Airmen load an AIM-120 advanced medium-range, air-to-air missile onto an F-15C Eagle during Checkered Flag 22-2 at Tyndall Air Force Base, Fla., May 12, 2022.

Airmen load an AIM-120 advanced medium-range, air-to-air missile onto an F-15C Eagle during Checkered Flag 22-2 at Tyndall Air Force Base, Fla., May 12, 2022. U.S. Air Force / Airman 1st Class Tiffany Del Oso

Raytheon hunting for another US supplier of solid rocket motors

As missile orders soar, a lack of engines is bottlenecking production.

FARNBOROUGH, UK—Raytheon officials say they need a third U.S. supplier of solid rocket motors to keep up with missile orders. 

“We are strategically looking at how we can have a third domestic source of rocket motors,” Barbara Borgonovi, president of RTX’s Naval Power division, told reporters at the Farnborough air show on Tuesday. The company is evaluating “multiple suppliers” but it takes years because there are “robust qualification activities,” Borgonovi said. 

Currently, there are two main U.S. SRM producers: Northrop Grumman and Aerojet Rocketdyne, which was acquired by L3Harris. RTX also gets motors from foreign companies like Norwegian company Nammo, but some Pentagon programs require certain components to be made on U.S. soil. There are a few new entrants trying to break into the solid rocket motor business, such as Ursa Major and X-Bow Systems.

RTX uses the motors in its Patriot and NASAMS interceptor missiles, which the United States has been sending to Ukraine to help fend off barrages of Russian air attacks.

RTX needs more solid rocket motors to increase missile production, Tom Laliberty, president of RTX land and air defense systems, told reporters Monday.  

The company has faced problems getting motors from L3Harris subsidiary Aerojet. L3Harris has been able to meet their schedules on some programs, but on others they’re “continuing to struggle,” Laliberty said, so it’s a “mixed bag.”

RTX needs more motors to increase production of interceptors such as the AIM-120 Advanced Medium Range Air-to-Air Missile, or AMRAAM, and the AIM-9X Sidewinder, which are traditional air-to-air weapons, but have been fired from Ukraine’s NASAMS launchers.

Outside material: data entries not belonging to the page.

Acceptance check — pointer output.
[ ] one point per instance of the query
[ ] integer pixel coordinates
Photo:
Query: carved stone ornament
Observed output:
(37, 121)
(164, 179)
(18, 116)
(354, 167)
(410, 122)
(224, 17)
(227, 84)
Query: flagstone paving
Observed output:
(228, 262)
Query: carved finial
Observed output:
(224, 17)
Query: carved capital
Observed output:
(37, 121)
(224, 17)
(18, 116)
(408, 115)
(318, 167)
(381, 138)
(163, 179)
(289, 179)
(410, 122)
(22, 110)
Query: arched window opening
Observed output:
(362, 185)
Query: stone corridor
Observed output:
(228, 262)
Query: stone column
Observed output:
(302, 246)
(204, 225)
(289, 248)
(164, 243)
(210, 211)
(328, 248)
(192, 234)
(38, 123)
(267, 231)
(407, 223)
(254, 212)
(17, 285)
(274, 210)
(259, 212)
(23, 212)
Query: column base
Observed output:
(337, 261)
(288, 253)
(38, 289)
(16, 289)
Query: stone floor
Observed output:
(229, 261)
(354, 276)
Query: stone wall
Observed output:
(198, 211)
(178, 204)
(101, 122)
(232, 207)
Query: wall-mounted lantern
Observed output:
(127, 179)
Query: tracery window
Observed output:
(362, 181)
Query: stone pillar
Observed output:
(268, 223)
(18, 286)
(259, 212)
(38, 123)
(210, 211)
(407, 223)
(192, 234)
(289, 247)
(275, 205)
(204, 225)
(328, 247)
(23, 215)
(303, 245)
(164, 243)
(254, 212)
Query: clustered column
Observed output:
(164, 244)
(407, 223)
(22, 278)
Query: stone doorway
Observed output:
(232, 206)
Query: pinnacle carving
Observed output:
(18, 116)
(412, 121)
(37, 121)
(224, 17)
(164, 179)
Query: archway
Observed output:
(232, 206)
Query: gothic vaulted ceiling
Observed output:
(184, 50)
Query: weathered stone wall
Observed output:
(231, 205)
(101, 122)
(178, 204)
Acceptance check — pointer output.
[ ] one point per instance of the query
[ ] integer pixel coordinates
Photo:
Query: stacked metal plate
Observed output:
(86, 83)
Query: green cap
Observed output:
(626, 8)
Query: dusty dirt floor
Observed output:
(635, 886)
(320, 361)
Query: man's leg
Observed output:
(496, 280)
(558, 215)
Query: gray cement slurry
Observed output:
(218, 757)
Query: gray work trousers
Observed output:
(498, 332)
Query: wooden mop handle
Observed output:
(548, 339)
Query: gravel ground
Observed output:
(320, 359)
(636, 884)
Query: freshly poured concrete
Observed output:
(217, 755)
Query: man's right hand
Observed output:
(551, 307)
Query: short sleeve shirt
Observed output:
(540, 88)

“We have never seen more demand” for AMRAAM than in the last year, Paul Ferraro, president of RTX air and space defense systems, said Tuesday.

By year’s end, Ferraro said, RTX will have doubled production of AMRAAM interceptors to 1,200 per year, and will maintain that pace “for the foreseeable future.”

And on Sidewinder, Borgonovi said production will increase from 1,400 units per year to 2,500 by 2025. 

The White House announced earlier this year that it would redirect to Ukraine some interceptor missiles ordered by other countries. These customers are primarily NATO countries and understand that Ukraine needs interceptors—and “most of them have been donating them themselves,” said Laliberty, the land and air defense systems chief. 

“First thing, the customer community is very understanding of what’s going on. That said, they would like to understand the scope of what’s going on, so we’re still working with the U.S. Air Force to have a better response to that,” he said. 

Laliberty said NATO had placed an order for 1,000 Patriot missiles earlier this year: an aggregated order for alliance members Germany, Romania, Netherlands, and Spain. NATO will determine the distribution of the missiles once they’re produced, and will go to the members with the “highest need,” he said.